Después de mucha insistencia nuestra madre accedió a ver al
perro. La escena que vio debió conmoverla o llenarla de risa. El perro era un
típico espécimen de raza “quiltro”, feo como él solo, de pelo rubio desteñido,
con esas costillas que ya se le salían y apenas sostenido en unas patas flacas,
de mirada triste y con una herida en la cabeza, al parecer por un golpe con un
palo. El perro o lo que quedaba de él no se movía, ni ladraba, solo estaba allí
parado, suplicante, mientras mi madre lo observaba. Mi mente y corazón de niño
solo pedía que el perro se quedara. Luego de un largo rato del escrutinio
materno, el perro ingresó a nuestra casa, para alegría nuestra. Lo primero que
hicimos fue darle comida en un tiesto improvisado, tiesto que devoró una y otra
vez sin misericordia perruna. No recuerdo nada más, solo sé que así fue como el
Ringo, tampoco sé el origen del nombre, no conocíamos con mi hermana al
baterista de los Beatles, pero así lo bautizamos, de ser un perro callejero y
desconocido, feo, sucio y flaco pasó a ser el perro de la casa, con todos los
derechos y privilegios y pasó a formar parte de la historia de nuestra infancia.

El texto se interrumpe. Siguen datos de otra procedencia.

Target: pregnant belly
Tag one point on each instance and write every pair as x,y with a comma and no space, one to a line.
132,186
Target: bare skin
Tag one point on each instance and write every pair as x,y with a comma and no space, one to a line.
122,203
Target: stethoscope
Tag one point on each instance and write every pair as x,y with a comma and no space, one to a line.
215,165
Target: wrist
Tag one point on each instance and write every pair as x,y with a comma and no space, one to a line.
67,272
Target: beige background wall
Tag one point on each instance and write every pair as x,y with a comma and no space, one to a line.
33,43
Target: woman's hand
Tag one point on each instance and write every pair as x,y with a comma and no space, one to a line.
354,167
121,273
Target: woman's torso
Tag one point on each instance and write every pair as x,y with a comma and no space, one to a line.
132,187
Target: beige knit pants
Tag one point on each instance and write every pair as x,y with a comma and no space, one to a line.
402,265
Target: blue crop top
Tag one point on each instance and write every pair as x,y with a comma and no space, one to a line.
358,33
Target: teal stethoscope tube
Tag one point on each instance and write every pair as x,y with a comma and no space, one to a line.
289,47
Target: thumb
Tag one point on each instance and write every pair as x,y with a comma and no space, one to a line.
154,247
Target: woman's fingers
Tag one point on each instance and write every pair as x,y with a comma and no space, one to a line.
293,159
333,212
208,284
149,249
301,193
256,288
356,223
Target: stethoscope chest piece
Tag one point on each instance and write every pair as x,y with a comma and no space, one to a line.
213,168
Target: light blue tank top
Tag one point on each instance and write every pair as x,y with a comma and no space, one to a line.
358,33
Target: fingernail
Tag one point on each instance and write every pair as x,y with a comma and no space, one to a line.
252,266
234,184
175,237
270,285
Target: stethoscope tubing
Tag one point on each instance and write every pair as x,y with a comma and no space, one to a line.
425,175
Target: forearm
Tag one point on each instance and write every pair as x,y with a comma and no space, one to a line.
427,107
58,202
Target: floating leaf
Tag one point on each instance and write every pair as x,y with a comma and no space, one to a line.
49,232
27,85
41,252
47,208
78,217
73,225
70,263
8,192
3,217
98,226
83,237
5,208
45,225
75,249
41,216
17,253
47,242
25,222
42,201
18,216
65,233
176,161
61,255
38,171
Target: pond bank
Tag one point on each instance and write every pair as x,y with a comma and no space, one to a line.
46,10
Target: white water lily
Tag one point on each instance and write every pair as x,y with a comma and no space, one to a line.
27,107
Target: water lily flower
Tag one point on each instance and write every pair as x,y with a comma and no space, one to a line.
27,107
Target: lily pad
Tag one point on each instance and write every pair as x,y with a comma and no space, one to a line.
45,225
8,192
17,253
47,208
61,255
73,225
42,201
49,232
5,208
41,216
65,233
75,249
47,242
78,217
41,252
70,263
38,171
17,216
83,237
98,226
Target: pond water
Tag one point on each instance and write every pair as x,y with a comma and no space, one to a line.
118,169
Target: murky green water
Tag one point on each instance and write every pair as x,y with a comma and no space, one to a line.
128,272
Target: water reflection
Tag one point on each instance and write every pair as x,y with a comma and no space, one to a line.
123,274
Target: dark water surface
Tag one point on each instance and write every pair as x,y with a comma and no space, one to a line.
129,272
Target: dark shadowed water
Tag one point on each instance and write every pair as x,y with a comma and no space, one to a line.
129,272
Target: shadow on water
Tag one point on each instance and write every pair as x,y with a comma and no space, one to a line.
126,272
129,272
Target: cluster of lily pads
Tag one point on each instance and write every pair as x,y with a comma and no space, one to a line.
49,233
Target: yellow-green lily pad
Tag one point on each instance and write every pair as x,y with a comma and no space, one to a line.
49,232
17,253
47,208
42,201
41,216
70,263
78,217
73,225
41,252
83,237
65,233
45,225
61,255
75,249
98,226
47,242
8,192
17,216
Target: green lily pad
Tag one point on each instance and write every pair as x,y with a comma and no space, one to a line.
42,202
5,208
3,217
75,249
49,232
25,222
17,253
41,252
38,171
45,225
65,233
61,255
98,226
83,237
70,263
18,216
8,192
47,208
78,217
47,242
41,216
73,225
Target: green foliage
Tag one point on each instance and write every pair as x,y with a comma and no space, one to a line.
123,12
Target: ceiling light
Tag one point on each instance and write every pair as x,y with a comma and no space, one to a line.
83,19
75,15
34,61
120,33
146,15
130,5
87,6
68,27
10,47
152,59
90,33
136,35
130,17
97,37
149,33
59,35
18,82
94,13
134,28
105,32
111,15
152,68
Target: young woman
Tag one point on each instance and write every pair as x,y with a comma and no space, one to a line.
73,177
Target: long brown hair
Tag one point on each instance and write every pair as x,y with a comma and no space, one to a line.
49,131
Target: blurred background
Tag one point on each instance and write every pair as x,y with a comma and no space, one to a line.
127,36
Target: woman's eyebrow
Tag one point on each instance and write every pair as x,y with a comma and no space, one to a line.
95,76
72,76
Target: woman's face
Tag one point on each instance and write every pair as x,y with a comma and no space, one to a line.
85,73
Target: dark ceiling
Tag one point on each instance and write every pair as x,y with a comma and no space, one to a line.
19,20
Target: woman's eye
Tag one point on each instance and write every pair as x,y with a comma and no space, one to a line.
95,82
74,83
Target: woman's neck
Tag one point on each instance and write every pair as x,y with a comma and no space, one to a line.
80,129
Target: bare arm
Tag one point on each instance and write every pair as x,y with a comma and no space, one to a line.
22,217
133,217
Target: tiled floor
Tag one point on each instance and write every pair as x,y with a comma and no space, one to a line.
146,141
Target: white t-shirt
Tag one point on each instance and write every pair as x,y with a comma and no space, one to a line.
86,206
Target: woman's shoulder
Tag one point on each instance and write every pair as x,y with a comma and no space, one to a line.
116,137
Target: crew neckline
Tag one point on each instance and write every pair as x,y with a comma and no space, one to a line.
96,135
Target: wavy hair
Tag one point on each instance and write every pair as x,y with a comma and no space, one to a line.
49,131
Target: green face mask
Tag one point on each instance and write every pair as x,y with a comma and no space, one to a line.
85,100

La herida de la cabeza fue sanando rápidamente, con povidona
y cariño y de la flacura perruna poco quedó. De ser un perro vago pasó a ser el
más querido por mi hermana y yo. Recuerdo que mi madre cada noche le daba
comida en la que pasó a llamarse la olla del perro o la olla del Ringo. Con una
manguera en verano, con mi hermana lo bañábamos y él muy divertido saltaba
tratando de atrapar el agua con el hocico para deleite nuestro, lo
despulgábamos, lo abrigábamos, lo abrazábamos y lo besuqueábamos. Él respondía
ladrando alegremente y moviendo su horrible cola. Tampoco sé cómo pero apareció
una mañana una casita blanca que pasó a ser la casita del Ringo, escrito con
pintura blanca y letra manuscrita. Allí dormitaba bajo el sol de la mañana y se
refugiaba del frío en el invierno, muchas veces compartimos la casa tirados en
el suelo, muertos de la risa y felices.
Pasamos muchas aventuras con el Ringo, no había perro que le
ganara en la pelea en el barrio, aunque prestos estábamos mi hermana y yo para
defenderlo de cualquier ataque canino. De los buenos recuerdos de mi infancia
mi perro, mi primer perro ocupa un lugar especial.